Chaque mardi, Le Devoir offre un espace aux artisans d’un périodique. Cette semaine, nous vous proposons un texte paru dans la revue ESPACE art actuel, automne 2021, no 129.

Dans cette optique, le Musée d’art de Joliette présentait, du 3 octobre 2020 au 23 mai 2021, une exposition intitulée Regards en dialogue. Cette exposition mettait en lumière et actualisait la collection de bronzes offerte au musée par le collectionneur d’art A. K. Prakash, dans laquelle on retrouve plus d’une vingtaine de sculptures de Louis-Philippe Hébert (1850-1917), Marc-Aurèle de Foy Suzor-Coté (1869-1937) et Alfred Laliberté (1877-1953). Pour favoriser une « approche transhistorique », les co-commissaires Émilie Grandmont Bérubé et Anne-Élisabeth Vallée ont invité l’artiste Nicolas Fleming à produire une œuvre immersive dans laquelle le public pouvait découvrir les œuvres des sculpteurs. De plus, pour suppléer à la vision prétendument romantique du « bon sauvage » et donner un nouvel éclairage sur les figures héroïques du patrimoine québécois dépeintes par les artistes de l’époque, les commissaires ont demandé à trois membres de communautés autochtones de la région — Eruoma Ottawa-Chilton, artiste atikamekw, Roger Echaquan, oncle de Joyce Echaquan, et Nicole O’Bomsawin, anthropologue abénaquise — de commenter, par l’entremise de vidéos, l’idéologie qui sous-tend l’esthétique des artistes, façonnée par des stéréotypes culturels.

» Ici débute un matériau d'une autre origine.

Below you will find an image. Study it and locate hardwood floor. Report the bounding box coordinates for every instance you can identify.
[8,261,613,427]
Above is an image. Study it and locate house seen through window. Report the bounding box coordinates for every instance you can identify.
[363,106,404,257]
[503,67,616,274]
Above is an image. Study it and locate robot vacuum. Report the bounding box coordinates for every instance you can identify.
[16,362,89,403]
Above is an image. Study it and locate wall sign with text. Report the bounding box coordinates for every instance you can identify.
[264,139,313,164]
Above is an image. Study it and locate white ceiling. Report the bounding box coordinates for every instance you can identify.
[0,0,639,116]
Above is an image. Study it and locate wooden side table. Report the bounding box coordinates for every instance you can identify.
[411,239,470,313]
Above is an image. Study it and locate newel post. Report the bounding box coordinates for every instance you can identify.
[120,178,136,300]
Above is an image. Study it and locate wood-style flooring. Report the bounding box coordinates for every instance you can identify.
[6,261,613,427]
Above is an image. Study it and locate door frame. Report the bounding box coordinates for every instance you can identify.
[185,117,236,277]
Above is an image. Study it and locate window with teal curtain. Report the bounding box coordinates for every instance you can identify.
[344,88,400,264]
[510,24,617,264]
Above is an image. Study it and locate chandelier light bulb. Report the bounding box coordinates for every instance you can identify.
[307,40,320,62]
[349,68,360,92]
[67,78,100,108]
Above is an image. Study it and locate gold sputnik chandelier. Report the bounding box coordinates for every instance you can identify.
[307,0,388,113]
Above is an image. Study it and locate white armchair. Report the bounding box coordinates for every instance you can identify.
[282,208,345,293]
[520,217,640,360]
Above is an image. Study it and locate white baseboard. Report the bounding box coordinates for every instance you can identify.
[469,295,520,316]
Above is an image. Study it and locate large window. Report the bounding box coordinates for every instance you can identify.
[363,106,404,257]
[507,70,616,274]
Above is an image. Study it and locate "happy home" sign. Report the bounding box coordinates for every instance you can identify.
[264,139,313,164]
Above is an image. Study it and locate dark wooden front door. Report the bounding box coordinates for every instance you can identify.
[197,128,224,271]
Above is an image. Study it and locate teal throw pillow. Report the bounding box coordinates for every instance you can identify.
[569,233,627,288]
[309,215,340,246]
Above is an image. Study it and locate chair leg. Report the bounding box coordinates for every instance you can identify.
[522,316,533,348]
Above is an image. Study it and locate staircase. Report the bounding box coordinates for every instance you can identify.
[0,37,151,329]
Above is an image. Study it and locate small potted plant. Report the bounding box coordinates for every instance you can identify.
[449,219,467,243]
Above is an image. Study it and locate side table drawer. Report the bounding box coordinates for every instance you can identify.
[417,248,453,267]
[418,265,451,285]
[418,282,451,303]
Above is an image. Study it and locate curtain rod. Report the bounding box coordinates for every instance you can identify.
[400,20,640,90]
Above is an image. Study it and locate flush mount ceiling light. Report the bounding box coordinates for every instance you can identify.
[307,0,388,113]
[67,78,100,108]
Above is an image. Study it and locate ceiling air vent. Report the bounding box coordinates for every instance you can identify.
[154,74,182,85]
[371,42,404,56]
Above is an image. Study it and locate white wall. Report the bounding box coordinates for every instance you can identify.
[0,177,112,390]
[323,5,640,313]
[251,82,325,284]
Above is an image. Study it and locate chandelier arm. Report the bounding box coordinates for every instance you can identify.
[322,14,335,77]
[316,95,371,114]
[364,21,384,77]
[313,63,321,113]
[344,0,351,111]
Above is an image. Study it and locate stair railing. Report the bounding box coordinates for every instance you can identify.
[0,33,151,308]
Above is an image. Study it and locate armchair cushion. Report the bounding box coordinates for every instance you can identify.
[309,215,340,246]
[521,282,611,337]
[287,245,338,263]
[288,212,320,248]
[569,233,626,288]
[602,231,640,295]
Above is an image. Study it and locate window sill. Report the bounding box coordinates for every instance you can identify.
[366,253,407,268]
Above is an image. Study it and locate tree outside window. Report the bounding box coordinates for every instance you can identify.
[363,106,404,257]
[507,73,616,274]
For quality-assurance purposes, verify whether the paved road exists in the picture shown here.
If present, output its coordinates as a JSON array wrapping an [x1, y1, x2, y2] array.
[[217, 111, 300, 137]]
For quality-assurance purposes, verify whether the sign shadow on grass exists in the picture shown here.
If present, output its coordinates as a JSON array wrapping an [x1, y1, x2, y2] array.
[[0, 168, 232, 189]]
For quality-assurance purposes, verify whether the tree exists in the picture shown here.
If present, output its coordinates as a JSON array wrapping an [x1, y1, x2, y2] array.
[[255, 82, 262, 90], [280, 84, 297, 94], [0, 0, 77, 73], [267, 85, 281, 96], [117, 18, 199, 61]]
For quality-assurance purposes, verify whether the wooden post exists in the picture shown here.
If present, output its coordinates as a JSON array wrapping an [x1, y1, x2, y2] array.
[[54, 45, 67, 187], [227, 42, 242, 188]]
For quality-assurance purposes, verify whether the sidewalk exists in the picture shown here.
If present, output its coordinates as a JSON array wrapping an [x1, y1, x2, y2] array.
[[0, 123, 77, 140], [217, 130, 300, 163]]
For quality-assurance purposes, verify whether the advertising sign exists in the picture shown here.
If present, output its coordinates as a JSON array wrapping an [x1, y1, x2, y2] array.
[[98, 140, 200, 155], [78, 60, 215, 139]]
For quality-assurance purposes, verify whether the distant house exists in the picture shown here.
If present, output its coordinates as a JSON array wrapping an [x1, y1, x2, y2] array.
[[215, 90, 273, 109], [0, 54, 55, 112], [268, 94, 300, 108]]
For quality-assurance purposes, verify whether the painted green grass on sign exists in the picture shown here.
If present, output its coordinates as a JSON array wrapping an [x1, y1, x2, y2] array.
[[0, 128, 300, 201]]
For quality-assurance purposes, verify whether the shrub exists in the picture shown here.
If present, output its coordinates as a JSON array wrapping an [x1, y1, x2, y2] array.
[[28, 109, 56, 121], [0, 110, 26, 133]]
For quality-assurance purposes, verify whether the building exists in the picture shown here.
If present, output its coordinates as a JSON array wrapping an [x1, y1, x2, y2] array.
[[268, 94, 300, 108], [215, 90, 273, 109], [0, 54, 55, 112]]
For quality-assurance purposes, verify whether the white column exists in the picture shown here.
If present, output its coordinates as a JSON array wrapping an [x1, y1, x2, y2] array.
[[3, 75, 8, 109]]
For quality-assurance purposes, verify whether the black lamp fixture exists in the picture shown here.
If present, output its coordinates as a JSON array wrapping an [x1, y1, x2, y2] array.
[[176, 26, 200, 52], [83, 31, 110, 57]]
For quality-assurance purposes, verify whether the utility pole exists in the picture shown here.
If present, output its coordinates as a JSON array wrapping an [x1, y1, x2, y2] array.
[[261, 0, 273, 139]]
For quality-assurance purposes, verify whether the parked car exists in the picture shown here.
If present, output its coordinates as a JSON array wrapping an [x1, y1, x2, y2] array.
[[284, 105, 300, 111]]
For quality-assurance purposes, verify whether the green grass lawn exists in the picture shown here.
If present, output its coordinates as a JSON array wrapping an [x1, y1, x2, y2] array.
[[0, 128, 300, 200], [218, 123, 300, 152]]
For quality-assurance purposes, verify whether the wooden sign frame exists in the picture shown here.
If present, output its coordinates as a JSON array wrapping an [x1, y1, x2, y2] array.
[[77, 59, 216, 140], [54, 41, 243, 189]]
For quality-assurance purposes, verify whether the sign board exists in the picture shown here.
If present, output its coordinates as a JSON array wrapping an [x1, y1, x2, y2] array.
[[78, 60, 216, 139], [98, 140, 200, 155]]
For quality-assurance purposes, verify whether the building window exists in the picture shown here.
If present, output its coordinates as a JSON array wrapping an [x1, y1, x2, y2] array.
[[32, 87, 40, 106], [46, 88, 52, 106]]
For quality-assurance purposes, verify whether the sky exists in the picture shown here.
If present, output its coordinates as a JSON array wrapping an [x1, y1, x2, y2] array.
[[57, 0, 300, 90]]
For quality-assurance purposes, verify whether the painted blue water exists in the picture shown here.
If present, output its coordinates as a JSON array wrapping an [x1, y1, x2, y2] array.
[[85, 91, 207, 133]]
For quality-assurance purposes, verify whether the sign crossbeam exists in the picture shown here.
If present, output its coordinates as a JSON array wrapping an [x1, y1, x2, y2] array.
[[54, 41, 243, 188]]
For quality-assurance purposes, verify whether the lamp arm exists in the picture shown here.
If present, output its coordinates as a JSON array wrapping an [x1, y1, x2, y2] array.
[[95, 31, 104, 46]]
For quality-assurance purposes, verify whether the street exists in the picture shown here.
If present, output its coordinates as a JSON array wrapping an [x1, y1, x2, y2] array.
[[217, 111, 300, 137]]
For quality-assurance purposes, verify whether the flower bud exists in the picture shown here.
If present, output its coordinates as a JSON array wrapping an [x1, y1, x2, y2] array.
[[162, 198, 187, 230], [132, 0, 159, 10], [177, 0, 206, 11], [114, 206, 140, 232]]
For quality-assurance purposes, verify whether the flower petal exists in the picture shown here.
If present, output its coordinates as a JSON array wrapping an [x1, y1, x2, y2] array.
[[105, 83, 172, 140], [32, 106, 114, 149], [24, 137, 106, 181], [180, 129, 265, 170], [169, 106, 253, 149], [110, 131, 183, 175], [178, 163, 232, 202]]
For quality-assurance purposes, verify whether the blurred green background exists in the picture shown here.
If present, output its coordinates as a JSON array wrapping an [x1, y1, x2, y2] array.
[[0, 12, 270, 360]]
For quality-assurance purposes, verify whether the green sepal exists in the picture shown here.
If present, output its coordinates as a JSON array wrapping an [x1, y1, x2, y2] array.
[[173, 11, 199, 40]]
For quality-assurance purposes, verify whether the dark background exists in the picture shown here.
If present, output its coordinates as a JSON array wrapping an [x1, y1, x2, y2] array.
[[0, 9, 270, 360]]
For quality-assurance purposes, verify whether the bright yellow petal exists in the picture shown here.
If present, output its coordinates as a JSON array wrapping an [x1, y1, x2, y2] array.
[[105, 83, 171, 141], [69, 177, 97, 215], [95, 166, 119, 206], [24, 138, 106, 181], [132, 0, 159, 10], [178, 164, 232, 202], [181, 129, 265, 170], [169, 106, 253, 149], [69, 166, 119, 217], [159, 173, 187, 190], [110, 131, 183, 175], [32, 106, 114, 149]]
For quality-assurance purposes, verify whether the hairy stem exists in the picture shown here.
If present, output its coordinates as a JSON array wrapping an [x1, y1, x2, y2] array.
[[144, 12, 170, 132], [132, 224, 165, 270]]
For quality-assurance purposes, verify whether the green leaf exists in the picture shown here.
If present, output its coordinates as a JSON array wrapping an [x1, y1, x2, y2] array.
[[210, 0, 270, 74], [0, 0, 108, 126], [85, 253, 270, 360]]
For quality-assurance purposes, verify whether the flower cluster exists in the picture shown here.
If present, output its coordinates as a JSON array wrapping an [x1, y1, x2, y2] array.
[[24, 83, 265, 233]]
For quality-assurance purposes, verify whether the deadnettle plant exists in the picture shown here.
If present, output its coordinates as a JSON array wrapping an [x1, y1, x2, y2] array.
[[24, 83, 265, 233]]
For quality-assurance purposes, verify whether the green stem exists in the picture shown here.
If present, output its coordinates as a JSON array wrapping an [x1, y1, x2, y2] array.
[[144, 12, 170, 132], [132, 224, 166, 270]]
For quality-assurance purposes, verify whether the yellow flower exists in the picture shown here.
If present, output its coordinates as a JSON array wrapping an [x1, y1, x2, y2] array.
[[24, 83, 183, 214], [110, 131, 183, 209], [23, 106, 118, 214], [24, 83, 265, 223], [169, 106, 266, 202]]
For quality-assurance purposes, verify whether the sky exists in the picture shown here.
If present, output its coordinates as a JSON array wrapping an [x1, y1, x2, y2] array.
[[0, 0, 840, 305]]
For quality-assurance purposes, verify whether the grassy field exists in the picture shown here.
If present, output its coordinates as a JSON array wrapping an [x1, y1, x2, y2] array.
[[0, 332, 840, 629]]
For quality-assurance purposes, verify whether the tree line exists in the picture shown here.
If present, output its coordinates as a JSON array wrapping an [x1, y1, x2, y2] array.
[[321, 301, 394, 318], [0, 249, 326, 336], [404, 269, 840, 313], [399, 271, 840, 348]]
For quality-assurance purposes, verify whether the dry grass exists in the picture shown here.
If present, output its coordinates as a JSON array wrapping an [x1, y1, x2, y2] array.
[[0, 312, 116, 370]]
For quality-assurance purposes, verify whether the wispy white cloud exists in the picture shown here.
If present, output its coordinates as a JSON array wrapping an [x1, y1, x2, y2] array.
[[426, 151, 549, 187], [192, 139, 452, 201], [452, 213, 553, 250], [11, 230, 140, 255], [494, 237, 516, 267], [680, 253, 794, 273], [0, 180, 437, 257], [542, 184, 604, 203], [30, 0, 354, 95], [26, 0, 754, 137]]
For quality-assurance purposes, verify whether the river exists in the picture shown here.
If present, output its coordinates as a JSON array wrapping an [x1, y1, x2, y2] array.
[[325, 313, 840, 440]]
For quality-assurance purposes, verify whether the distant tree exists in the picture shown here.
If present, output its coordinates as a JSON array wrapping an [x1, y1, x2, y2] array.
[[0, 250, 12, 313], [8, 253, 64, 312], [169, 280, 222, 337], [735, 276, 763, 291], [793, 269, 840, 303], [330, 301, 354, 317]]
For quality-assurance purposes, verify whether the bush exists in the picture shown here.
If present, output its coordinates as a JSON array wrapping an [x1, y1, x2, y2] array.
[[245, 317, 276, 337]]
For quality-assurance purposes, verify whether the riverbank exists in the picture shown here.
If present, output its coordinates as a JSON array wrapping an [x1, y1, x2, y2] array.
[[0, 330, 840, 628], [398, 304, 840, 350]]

Offrir aux gens la possibilité d’admirer des œuvres sous un angle culturel différent est aussi ce qui a prévalu lors de l’exposition Rembrandt à Amsterdam. Créativité et concurrence, présentée cet été au Musée des beaux-arts du Canada (MBAC), et organisée conjointement avec le Städel Museum de Francfort. En plus de montrer certains chefs-d’œuvre du célèbre peintre Rembrandt van Rijn (1606-1669), la commissaire invitée, Stephanie S. Dickey, souhaitait transmettre aux publics le contexte sociopolitique de l’œuvre, qu’il soit économique, commercial ou colonial. Tout en admirant ses toiles, ses dessins et ses estampes dans un cadre de concurrence présentant des œuvres d’artistes contemporains, le public était également convié à situer la production artistique de l’artiste dans son propre contexte historique, soit celui de la traite des Noirs d’Afrique et des liens commerciaux et d’exploitation avec les Autochtones du Canada. D’ailleurs, pour « faire progresser la compréhension de la tradition européenne par une approche nouvelle et plus inclusive », des œuvres d’artistes autochtones et noirs contemporains qui appartiennent à la collection du MBAC ont également été présentées. Comme pour l’exposition de Joliette, on a demandé à trois personnes — Joana Joachim, historienne de l’art afroféministe, Gerald McMaster, directeur du Centre Wapatah pour le savoir visuel autochtone, et Rick Hill, artiste tuscarora — de livrer, par des textes, leurs points de vue sur le projet colonial de la République néerlandaise.

Dans le numéro d’automne de la revue ESPACE art actuel (dossier : « L’artiste muséologue »), il est aussi question d’activités commissariales associées aux collections, mais cette fois menées par des artistes. Plusieurs les interprètent pour en révéler un potentiel artistique inédit. D’autres, comme Julie Gough avec l’exposition Tense Past, présentée en 2019 au Tasmanian Museum and Art Gallery (Hobart, Australie), souhaitent plutôt réactiver un passé et proposer par la même occasion de nouveaux récits pouvant élargir les perspectives sur nos manières de voir. En s’inscrivant dans une pensée contextualiste et critique vis-à-vis d’une vision unique qui s’est imposée d’emblée par les institutions, ces artistes commissaires permettent ainsi aux musées de favoriser des discussions axées sur la diversité et l’inclusion.